Brilliant! Well said, I stand behind you 100%. 

Brutha, the passionate manner with which you're able to convey your feelings, intelligent, absolute, with just the right amount of spice as to not ruffle feathers. 

Whereas, I'm of the belief that if a person or peoples need to be told to go f$ck themselves, I just get right to it. I bet you go through life collecting many friends as opposed to enemies. You should run for office, I'd vote for you.

I am a Noob as compared to the Elitist types in here. (Although, I now know more than most of the local installers down here, which in itself is quite Ironic, more on that just ahead) 

In here, I have encountered some of what you have so eloquently outlined in the brilliant aforementioned post. Piss &ss, starch collared types in desperate need of a deep probing enema, or perhaps orgasmic release from the family pet (as their wives are apparently not doing it for them anymore.)

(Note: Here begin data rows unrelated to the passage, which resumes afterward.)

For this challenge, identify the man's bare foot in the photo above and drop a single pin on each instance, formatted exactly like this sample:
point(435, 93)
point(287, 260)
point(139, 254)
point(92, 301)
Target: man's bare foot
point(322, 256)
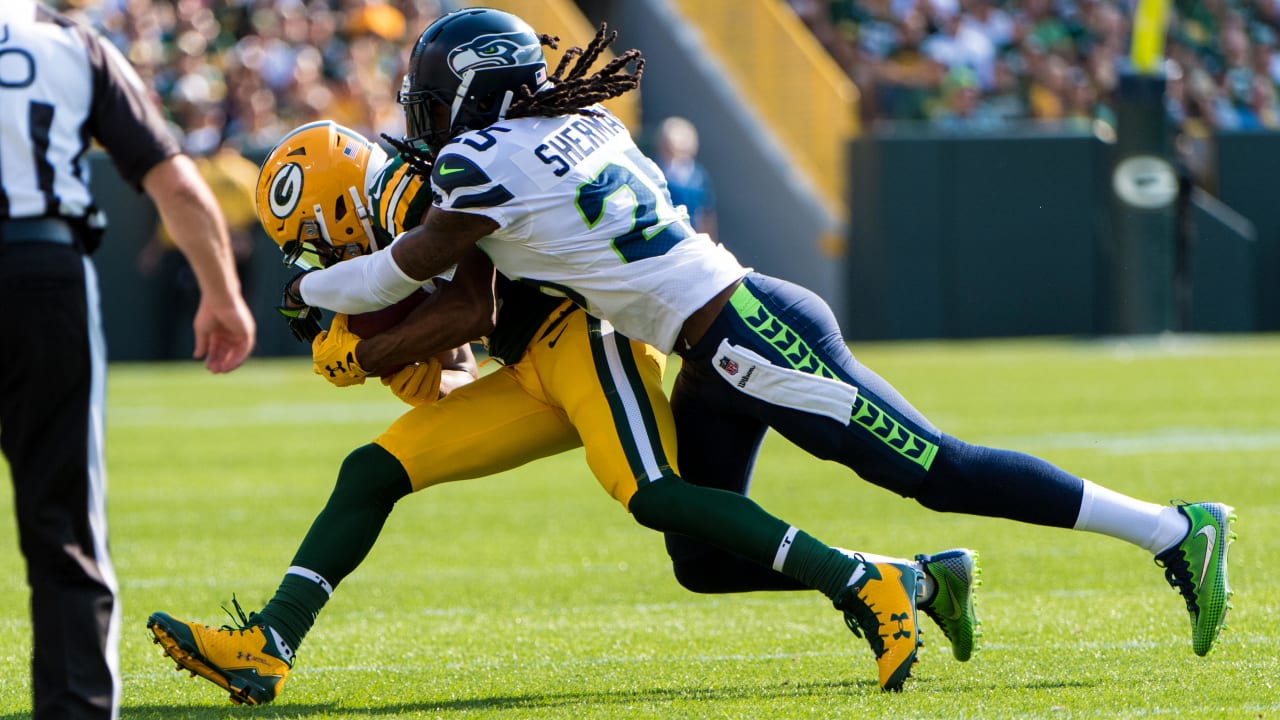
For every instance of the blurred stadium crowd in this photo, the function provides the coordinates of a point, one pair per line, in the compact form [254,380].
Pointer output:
[245,72]
[979,64]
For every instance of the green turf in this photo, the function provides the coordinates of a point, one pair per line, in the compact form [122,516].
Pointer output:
[533,595]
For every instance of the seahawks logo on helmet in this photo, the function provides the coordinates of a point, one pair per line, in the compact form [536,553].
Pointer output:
[286,190]
[504,50]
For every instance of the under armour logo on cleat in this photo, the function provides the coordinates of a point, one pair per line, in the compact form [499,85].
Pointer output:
[901,625]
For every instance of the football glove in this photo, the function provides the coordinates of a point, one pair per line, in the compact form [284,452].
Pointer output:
[416,384]
[333,354]
[302,319]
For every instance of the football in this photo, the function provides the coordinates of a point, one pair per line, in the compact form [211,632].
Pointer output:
[369,324]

However, I have found many in here that have very patiently provided me with very detailed info, held my hand as I baby stepped through the maze of endless info needed to get me where I currently am. There are big things in the works, this Noob will hopefully earn his respect in the near future, (if in fact it all comes together with any degree of success, I have those that took the time in here to thank for it)

I still have much to learn and years to go, I will continue to ask stupid questions (YES I KNOW WHAT A SEARCH BUTTON IS, THANK YOU)

To those that have taken the time to walk me through the ABC's I thank you with all my heart. To those that belittled, jumped all over me, made the tired old "Use the search button" remark, here it is "Eggy" style.

GO F*CK YOURSELVES!!

Respect fellas, thanks for all the 411, keep it coming!

Eggz.


----------



## lust4sound

Mike Troll said:


> If the old timers could accept a little change and wipe the sand out of their vagina we could all co-exist. I think its silly that knowledgable people stop answering questions because they have already been covered and I think its even more silly that people take the interent this seriousley. You would think we were closing down your favorite hometown bar and opening a church in its place.
> 
> Change is a constant, grow up, get a rag and wipe the sand out of your vegina and move on. This is not the end of the world.


LMAO!!

My girl tells me that Motrin really helps with the cramps..

Motrin anyone?


----------



## xlynoz

06BLMUSTANGGT said:


> I like a mixture of both SPL and SQL


SQL, you're funny even if you didn't mean to be.


----------



## Oliver

I think Alma Gates definately knew how to make a big noise !

Batteries, alternators, reinforced containment of pressure !!!!!


----------



## lust4sound

a$$hole said:


> I think Alma Gates definately knew how to make a big noise !
> 
> Batteries, alternators, reinforced containment of pressure !!!!!


a$$hole, you fly heli's?


----------



## 8675309

185 with only 2 - 6.5 and 20000 watts! LOL


----------



## unpredictableacts

awww SPL ...I remeber those days....when you "THOUGHT" you spent alot on car audio.


----------



## Hillbilly SQ

unpredictableacts said:


> awww SPL ...I remeber those days....when you "THOUGHT" you spent alot on car audio.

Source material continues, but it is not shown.